Lawrence H. Summers, a former Secretary of Treasury, was named Director of the National Economic Council by president Barack Obama on Monday.


Summers, 53, currently a professor at Harvard University, will be Obama's top economic advisor at the White House.


He served as Secretary of the Treasury from 1999 to 2001 under Bill Clinton and as president of Harvard from 2001 to 2006.


Before being appointed Secretary, Summers served as Deputy and Under Secretary of the Treasury and as the World Bank's top economist.


Summers has taught economics at Harvard and Massachusettes Institute of Technology (MIT), and is a recipient of the John Bates Clark Medal, awarded to the American economist under 40 judged to have made the most significant contribution to economics.


He played a key advisory role for Obama during the 2008 presidential campaign.


Analysts said Summers got the job mainly because his years as Treasury Secretary and his deep understanding of global economic issues, at a time when the American mortgage crisis has leaped borders to become a worldwide contagion.
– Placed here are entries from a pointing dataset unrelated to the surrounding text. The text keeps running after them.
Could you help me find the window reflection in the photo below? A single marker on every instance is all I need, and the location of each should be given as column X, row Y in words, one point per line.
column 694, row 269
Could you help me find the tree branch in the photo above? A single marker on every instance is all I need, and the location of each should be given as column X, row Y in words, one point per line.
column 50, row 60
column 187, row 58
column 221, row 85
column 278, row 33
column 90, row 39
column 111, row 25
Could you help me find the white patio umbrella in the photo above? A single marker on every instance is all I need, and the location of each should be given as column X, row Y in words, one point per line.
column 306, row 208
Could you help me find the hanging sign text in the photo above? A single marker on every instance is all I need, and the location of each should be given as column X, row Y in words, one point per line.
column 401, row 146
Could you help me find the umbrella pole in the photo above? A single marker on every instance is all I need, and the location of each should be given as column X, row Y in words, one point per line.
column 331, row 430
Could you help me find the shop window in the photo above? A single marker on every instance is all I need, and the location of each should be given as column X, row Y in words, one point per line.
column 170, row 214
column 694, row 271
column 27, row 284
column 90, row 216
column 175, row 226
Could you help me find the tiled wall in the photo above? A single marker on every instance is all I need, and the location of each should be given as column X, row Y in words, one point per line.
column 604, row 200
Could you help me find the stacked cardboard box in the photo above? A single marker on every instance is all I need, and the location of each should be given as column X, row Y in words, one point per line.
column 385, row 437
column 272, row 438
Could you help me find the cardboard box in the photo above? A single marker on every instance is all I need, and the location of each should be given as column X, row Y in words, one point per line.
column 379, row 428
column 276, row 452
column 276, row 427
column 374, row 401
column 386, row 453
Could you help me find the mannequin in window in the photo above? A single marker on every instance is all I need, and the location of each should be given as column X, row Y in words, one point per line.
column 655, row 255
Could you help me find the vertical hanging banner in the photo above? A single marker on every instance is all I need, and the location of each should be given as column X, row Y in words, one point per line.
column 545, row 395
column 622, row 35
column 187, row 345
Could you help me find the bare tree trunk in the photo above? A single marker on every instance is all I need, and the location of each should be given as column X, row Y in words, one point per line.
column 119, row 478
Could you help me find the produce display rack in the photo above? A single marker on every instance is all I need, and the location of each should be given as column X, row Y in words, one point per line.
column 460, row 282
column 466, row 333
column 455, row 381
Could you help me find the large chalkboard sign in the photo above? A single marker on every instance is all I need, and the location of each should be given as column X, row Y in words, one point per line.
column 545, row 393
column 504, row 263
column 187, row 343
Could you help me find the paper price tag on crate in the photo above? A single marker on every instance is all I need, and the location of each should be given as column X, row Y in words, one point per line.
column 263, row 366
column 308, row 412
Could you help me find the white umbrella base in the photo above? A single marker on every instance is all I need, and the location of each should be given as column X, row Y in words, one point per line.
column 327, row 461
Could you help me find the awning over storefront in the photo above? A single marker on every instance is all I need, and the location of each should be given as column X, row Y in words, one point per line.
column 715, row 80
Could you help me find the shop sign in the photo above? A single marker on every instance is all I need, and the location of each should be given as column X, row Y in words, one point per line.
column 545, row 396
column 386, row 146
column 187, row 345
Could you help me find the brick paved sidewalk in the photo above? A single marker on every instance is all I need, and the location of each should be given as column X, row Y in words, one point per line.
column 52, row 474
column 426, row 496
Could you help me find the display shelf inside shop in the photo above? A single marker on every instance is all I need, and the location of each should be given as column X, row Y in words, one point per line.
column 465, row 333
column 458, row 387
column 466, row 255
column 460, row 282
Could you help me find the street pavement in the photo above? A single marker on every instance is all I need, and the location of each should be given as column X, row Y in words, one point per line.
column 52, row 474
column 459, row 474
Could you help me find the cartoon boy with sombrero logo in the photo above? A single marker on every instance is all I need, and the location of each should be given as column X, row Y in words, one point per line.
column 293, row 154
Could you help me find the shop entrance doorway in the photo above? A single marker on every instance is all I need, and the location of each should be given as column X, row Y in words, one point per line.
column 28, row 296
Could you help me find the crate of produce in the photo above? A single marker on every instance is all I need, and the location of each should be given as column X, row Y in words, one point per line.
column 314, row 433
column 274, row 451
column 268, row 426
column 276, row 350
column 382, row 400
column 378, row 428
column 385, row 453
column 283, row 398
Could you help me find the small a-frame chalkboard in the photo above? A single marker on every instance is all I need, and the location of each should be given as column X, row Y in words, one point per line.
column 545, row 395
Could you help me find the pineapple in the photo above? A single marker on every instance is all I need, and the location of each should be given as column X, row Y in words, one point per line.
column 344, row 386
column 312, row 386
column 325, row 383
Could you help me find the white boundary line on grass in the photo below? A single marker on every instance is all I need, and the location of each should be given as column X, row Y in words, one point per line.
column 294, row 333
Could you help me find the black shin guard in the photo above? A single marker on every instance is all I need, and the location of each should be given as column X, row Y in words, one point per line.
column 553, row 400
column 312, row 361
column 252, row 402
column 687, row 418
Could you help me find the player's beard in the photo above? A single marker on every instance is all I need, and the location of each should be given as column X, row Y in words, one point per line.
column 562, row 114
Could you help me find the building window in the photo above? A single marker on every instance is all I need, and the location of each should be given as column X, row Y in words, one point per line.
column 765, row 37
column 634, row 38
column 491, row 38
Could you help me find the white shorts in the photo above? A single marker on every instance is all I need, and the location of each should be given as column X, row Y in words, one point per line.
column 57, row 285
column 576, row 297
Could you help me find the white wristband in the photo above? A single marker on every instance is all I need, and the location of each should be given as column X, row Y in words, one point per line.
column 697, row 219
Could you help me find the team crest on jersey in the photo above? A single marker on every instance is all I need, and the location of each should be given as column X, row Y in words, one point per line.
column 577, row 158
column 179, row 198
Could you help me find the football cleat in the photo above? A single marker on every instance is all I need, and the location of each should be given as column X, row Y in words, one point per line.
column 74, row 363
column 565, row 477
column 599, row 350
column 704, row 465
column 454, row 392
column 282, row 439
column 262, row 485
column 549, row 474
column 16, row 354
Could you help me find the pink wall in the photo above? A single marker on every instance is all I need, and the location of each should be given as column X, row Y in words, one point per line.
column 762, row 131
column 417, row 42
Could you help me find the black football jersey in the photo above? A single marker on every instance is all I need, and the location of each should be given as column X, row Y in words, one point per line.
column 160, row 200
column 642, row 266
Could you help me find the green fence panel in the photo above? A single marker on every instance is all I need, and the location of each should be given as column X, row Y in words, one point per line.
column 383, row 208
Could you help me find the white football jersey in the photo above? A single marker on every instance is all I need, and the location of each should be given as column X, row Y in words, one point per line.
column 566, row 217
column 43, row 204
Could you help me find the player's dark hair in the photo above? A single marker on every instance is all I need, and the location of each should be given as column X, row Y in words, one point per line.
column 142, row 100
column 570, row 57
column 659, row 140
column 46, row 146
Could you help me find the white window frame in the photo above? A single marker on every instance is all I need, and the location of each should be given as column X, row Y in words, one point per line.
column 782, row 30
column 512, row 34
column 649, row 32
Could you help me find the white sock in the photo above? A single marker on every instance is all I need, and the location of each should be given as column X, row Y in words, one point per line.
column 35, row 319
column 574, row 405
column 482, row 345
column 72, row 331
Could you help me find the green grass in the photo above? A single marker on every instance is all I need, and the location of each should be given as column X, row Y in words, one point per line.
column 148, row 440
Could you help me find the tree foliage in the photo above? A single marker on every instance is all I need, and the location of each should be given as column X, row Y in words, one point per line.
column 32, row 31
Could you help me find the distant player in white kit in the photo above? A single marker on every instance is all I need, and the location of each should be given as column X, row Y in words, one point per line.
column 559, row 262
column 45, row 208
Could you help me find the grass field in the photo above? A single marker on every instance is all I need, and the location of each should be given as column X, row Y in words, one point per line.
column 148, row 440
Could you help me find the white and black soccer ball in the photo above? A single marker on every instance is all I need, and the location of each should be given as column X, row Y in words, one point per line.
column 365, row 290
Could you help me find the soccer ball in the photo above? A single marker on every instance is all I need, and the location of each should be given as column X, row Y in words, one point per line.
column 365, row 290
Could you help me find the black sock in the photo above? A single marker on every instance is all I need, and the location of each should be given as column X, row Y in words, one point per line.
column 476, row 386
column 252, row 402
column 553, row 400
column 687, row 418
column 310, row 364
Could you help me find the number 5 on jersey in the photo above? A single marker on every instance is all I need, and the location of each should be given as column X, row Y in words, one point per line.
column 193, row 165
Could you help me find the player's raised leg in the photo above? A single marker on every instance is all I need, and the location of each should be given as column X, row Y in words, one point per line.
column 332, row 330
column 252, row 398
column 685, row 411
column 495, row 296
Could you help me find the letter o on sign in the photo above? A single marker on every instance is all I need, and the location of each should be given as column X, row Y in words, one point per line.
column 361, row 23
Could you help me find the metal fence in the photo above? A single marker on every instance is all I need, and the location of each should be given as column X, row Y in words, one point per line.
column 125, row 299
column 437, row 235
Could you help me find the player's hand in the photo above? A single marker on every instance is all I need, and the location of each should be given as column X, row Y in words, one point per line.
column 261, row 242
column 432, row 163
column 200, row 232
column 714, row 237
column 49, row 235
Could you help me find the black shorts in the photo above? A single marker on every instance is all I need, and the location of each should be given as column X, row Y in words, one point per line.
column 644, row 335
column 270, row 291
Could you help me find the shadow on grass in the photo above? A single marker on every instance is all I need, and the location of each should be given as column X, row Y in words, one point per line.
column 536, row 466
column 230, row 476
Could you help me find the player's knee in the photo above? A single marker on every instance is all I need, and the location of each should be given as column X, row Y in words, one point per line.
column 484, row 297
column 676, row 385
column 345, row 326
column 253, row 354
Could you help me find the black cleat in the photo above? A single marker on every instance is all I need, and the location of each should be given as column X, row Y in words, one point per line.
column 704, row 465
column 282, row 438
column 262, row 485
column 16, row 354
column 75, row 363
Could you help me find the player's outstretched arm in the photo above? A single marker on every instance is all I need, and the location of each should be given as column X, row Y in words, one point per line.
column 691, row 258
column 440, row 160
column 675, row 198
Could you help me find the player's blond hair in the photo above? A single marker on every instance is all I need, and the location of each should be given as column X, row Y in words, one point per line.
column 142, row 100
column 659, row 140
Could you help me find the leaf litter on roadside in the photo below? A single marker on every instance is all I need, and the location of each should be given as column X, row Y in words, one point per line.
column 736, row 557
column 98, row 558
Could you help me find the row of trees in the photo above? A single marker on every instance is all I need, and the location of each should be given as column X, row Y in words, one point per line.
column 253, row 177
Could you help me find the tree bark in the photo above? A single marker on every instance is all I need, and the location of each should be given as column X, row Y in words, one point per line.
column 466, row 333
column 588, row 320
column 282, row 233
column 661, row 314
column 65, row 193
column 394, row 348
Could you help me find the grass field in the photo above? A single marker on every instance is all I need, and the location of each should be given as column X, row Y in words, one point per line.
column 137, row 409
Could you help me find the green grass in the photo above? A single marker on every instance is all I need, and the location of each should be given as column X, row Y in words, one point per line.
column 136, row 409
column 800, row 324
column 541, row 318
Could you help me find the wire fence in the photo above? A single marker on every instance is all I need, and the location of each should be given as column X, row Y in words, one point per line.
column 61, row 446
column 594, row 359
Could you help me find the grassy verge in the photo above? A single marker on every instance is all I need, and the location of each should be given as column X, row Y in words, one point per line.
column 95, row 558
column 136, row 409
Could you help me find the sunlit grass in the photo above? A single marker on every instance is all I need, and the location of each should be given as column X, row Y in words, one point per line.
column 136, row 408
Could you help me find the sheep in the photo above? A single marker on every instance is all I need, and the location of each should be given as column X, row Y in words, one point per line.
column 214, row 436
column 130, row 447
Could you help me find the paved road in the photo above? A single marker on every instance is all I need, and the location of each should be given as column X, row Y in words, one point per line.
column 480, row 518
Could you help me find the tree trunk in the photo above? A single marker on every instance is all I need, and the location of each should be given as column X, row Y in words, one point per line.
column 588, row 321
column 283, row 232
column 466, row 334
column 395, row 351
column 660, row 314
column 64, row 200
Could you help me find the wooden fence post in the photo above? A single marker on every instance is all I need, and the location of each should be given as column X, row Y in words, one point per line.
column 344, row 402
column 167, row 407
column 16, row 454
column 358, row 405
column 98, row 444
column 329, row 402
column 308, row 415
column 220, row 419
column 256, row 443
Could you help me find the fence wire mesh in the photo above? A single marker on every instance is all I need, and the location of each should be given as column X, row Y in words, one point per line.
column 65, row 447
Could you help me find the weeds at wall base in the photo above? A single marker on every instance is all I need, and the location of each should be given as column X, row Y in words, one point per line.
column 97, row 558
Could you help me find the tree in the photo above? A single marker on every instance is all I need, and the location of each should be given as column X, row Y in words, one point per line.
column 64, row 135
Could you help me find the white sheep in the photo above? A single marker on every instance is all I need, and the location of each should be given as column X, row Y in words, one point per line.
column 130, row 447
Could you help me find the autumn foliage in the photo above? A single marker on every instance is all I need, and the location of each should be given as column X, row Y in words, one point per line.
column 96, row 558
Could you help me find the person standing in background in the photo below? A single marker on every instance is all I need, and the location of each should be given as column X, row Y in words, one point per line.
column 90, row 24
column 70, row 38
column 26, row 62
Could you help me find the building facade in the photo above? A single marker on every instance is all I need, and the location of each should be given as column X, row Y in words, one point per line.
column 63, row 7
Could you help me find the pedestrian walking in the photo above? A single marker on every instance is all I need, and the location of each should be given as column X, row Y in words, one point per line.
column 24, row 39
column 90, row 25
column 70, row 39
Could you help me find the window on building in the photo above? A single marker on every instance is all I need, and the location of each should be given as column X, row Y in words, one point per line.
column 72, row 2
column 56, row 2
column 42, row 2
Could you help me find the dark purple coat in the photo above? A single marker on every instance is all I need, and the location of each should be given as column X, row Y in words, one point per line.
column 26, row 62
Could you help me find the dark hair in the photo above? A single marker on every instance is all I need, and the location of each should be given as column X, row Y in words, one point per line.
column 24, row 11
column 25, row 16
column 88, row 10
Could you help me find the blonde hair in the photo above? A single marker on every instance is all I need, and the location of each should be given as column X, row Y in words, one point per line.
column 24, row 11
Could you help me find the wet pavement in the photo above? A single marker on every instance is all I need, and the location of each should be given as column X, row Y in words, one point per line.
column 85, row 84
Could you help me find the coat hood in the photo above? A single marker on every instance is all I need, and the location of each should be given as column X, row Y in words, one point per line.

In the current circumstances, the case for fiscal stimulus -- policy actions that increase short-term deficits -- is stronger than at any time in my professional lifetime. Unemployment is now almost certain to increase -- probably to the highest levels observed in a generation, he said in September.


His stormy tenure at Harvard, where his aggressive personal style and sharp-edged remarks, including an observation that women might lack an intrinsic aptitude for math and science, provoked a bitter clash with the faculty, forcing his resignation after five years as Harvard president.


Summers was born on Nov. 30, 1954, and has a graduate degree from MIT and a Ph.D. from Harvard.


He is married to a Harvard English professor and has three children.